このゲームを最初に触った時はほぼ興味のなかったハウジングではあるが、今のここはある意味でルプス達との共用の部屋。

ならば、お互いに過ごしやすく作業のしやすい部屋に変えていくべきだろう。


……ん、菜園の方に気を取られて気が付いてなかったけど、素材を使って家具も作れるようになってる。
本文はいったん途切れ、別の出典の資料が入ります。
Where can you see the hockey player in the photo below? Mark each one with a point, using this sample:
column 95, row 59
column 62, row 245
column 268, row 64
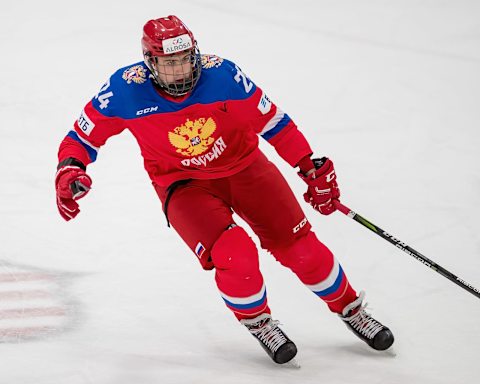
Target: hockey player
column 197, row 119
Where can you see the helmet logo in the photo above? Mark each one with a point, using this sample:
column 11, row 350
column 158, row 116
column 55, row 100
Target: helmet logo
column 177, row 44
column 210, row 61
column 136, row 74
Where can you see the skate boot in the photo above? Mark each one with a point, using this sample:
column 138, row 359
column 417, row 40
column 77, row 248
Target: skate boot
column 275, row 342
column 374, row 333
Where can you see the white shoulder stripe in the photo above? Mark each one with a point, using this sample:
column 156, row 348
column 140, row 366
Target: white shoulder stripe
column 273, row 121
column 245, row 300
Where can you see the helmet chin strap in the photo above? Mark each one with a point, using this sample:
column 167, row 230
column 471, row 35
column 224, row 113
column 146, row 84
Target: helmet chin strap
column 178, row 88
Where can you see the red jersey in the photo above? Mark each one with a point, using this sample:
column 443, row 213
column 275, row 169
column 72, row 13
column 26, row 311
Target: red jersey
column 210, row 133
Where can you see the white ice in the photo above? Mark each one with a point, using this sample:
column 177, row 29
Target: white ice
column 390, row 90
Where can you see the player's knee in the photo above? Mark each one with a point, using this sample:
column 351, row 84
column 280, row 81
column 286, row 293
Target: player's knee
column 234, row 249
column 304, row 256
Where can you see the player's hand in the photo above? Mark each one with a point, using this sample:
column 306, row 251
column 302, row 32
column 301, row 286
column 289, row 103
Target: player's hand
column 322, row 186
column 71, row 183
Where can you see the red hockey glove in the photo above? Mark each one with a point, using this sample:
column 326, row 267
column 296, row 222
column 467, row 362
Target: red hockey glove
column 322, row 186
column 71, row 183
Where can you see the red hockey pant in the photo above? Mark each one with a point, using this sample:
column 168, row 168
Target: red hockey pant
column 201, row 213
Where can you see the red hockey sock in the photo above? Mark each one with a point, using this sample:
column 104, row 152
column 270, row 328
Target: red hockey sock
column 319, row 270
column 238, row 275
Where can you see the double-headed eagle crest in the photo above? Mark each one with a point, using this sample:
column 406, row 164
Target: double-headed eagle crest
column 194, row 137
column 136, row 74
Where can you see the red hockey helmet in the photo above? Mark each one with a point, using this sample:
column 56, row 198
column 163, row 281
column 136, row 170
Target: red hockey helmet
column 168, row 38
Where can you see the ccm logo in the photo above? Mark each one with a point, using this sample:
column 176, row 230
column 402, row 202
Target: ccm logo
column 146, row 110
column 300, row 225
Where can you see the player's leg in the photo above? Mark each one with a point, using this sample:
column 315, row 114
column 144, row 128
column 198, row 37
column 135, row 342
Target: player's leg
column 267, row 203
column 262, row 197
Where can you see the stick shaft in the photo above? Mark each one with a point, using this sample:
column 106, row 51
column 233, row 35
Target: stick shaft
column 407, row 249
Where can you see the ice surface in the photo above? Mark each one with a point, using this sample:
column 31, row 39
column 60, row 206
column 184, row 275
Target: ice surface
column 390, row 90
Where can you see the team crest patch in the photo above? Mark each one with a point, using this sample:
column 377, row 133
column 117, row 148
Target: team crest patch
column 136, row 74
column 194, row 137
column 210, row 61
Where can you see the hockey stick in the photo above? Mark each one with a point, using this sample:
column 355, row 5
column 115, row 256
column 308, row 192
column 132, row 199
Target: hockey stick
column 405, row 248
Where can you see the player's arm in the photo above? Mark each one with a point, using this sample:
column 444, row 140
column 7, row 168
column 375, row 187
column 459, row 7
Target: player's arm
column 80, row 148
column 278, row 129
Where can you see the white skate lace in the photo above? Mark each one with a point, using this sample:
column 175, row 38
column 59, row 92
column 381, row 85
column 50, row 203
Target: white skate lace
column 270, row 335
column 363, row 323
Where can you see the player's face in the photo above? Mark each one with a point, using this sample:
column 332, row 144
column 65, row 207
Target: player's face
column 176, row 68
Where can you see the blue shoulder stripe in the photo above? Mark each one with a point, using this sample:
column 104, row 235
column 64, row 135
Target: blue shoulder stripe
column 92, row 151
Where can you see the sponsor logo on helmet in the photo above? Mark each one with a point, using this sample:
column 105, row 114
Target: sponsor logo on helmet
column 210, row 61
column 177, row 44
column 137, row 74
column 195, row 140
column 300, row 225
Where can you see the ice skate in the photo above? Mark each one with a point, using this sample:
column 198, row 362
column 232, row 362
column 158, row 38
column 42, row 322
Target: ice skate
column 275, row 342
column 374, row 333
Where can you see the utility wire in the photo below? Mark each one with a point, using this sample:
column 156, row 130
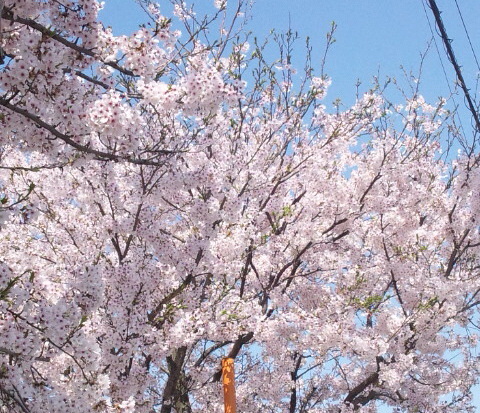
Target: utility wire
column 468, row 36
column 453, row 60
column 443, row 67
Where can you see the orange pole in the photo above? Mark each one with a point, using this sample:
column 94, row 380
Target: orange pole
column 228, row 373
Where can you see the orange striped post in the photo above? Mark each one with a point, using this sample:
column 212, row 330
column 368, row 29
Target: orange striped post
column 228, row 373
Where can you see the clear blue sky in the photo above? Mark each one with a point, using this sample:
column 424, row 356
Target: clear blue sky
column 373, row 37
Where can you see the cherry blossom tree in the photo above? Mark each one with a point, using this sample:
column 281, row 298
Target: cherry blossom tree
column 159, row 213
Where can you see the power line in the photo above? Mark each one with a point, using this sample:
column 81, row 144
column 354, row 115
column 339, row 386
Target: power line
column 468, row 36
column 453, row 60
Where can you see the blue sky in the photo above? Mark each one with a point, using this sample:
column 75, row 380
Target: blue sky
column 373, row 37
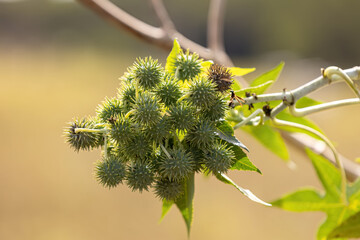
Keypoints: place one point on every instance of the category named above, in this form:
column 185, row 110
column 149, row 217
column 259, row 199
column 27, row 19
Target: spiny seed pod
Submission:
column 148, row 72
column 136, row 147
column 219, row 158
column 187, row 66
column 127, row 95
column 169, row 190
column 181, row 116
column 202, row 135
column 221, row 76
column 159, row 131
column 110, row 108
column 128, row 77
column 147, row 111
column 168, row 91
column 139, row 176
column 110, row 171
column 216, row 111
column 202, row 93
column 197, row 154
column 82, row 140
column 178, row 166
column 122, row 130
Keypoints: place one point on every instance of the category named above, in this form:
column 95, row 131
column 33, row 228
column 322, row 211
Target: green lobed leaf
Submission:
column 328, row 174
column 236, row 71
column 236, row 85
column 305, row 200
column 270, row 138
column 329, row 224
column 353, row 191
column 185, row 202
column 225, row 132
column 165, row 208
column 171, row 59
column 242, row 161
column 225, row 179
column 350, row 228
column 271, row 75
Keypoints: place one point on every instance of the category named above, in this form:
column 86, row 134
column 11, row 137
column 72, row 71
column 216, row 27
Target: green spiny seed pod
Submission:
column 216, row 111
column 139, row 176
column 128, row 77
column 82, row 140
column 136, row 147
column 110, row 171
column 202, row 135
column 169, row 190
column 221, row 76
column 202, row 93
column 127, row 95
column 108, row 109
column 177, row 166
column 147, row 110
column 182, row 116
column 187, row 66
column 168, row 91
column 198, row 156
column 148, row 72
column 159, row 131
column 219, row 158
column 122, row 130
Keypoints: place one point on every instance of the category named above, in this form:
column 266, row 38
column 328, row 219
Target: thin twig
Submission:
column 215, row 25
column 162, row 14
column 215, row 32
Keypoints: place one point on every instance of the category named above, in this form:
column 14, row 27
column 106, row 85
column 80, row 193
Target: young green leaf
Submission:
column 270, row 138
column 330, row 202
column 225, row 179
column 271, row 75
column 327, row 173
column 350, row 228
column 185, row 202
column 242, row 161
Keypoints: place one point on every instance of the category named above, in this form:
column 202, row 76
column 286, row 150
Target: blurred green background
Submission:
column 59, row 60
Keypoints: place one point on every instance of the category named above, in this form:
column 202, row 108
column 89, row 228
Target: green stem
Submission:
column 105, row 145
column 129, row 113
column 183, row 97
column 103, row 130
column 165, row 151
column 330, row 145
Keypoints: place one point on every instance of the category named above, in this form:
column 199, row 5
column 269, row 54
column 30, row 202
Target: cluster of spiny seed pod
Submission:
column 160, row 128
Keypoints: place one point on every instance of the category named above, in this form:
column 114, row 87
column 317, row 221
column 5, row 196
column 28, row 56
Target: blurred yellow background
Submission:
column 47, row 191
その過程で気が付いたが、今まではゲーム内通貨を使う事でしか買えなかった家具類が、手持ちの素材を消費する事でも獲得する事が可能となっていた。

これも『解体者の指輪』の効果なのだろう。

しかしながら、私が持っている素材は主に動物類や道化師が多く……デザイン的には猟奇的な家具類しか出来そうにない為、ここもゲーム内通貨を使って解決していく事にした。

財布の中身自体は問題はない。

何せイベント前に延々『四重者』を倒していたのだ。ボス素材を生産区の方で少し流せばすぐに回収できる。


「ルプス、作業部屋の要望は何かある?」

『私が要望を出しても良いのですか?』

「うん、というか私よりも確実に使う頻度は多そうだからね」


寛ぐ部屋は別段気にしなくてもいい。

適当に洋風に壁紙を変え、暖炉を設置し、その前に小さなテーブルと1人用のソファを2つほど設置する。

これで完成で良いし、何ならこれ以上はハウジングガチ勢の人達に任せた方が良い案件だろう。


『では、換気が出来るようにしてもらえると有難いです。紫煙が使われる都合上、それぞれの作業で発生する臭いが混ざってしまって……』

「あー成程。普段昇華をマイスペースじゃ使ってなかったから気が付いてなかったなぁ……」


言われた通り、作業部屋の方には簡易的に換気扇を追加して空気が入れ替わるようにはしておく。

現状出来るのはこの程度でしかなく、これでまだ臭いが混ざったり籠ったりするのであれば……換気扇を増やしたり、別の手段を考えよう。

その後もルプスの要望を聞きつつ、自分が使う時も想定した上で煙草、フィルター用の作業台普通の木製机を設置して完成とした。